To be honest, I think the reason that I’ve not had them earlier is due to the fact that I really didn’t get on with, Full Bore, their beer that made the final of the competition. I suppose that I thought that they would all be in a similar vein, overly malty and sweet. I really need to get over these prejudices and start enjoying beer for it being beer…
I didn’t realise that these were all bottle conditioned, that’ll teach me not to read the label, again. I didn’t really notice any sediment in the bottle of Crack Shot and it was only while chucking the Half Bore into the glass that I realised my mistake. Anyway, here’s the notes that I jotted down for each beer.
Crack Shot poured a burnished copper amber colour, with a decent, slightly off white head. The head didn’t last and dropped to a thin covering fairly quickly. There was a yeasty hint to the nose, at least, there was a note that reminded me of yeast. Other than that, there wasn’t a lot going on, maybe a bit of malt, but nothing I could pin down.
It was quite lively in the mouth, but not overly carbonated. If anything, I thought the body was a touch on the thin side, but it didn’t really detract. It had a subtle marmalade taste to it, with a drying after taste. It wasn’t particularly bitter, but there was a subtle fruitiness from the hops that balanced the malt well.
Half Bore poured a near crystal clear copper colour, with just a bit of yeast haze due to the pour. The head was huge during the pour and nearly jumped out the glass. It didn’t last though and dropped to a few patches after a while. There really wasn’t anything on the nose, maybe a hint of malt, but that was it.
It was quite lively due to the bottle conditioning, with quite a bit of prickle in the mouth before any flavour arrived. It wasn’t that it felt thin, but it had a slightly watery edge to it. I couldn’t detect any honey, which normally leaves a particular flavour behind, it was just fruity, from hops rather than malt though. It wasn’t particularly bitter, well balanced you could say, but the after taste did have a hint of hoppy bitterness about it.
Hunter’s Gold Poured, not a golden colour as I was expecting, but a coppery brown. The head was easily formed, but disappeared completely after a few minutes. I did rinse out the glass between this and the Half Bore, which might have had something to do with it. I didn’t really get anything on the nose, maybe a fleeting hint of hops and yeast, but fleeting at best.
It had a good body about it, with a bit of a prickle from the carbonation. It had an initial malty taste that then turned fruity, before a slightly thin drying after taste. Again, it wasn’t particularly bitter, but there was more hop flavour than malt flavour in the after taste. There was also a bit of a yeasty flavour going on too, even though I’m pretty sure I poured this one clean.

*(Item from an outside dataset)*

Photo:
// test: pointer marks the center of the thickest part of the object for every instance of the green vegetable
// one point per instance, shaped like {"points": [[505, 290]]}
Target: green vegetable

Pheasant Plucker Poured a deep ruby brown, with a very poor off white head. The head didn’t want to form at all and I had to pour from quite a height, to get any sort of head going. What head I did manage to coax, was formed of very large bubbles and didn’t last long at all. There wasn’t much on the nose, my initial thought was that there was a fleeting hint of plums.
The initial taste revealed a beer that had practically zero condition, it was as flat as a pancake. It was really malt driven, with hardly any hop character. The flavours were all malty stewed fruit, right from the initial taste all the way through the after taste. It needed more condition and more hops.
I have to say that I really didn’t get on with the Pheasant Plucker, as it was far too malty for my tastes. But then it might have just been a duff bottle, I’ll find out when I drink the other one. I quite liked the other three though, they were all perfectly balanced, if a little traditional with the varieties of hops that were used. I’ll probably not rush out and buy more, as they’re not really my cup of tea (the clue’s in the blog name). However, I’d happily drink them in the pub if I ever saw them. So if you’re a fan of traditionally flavoured, well balanced ales, check them out.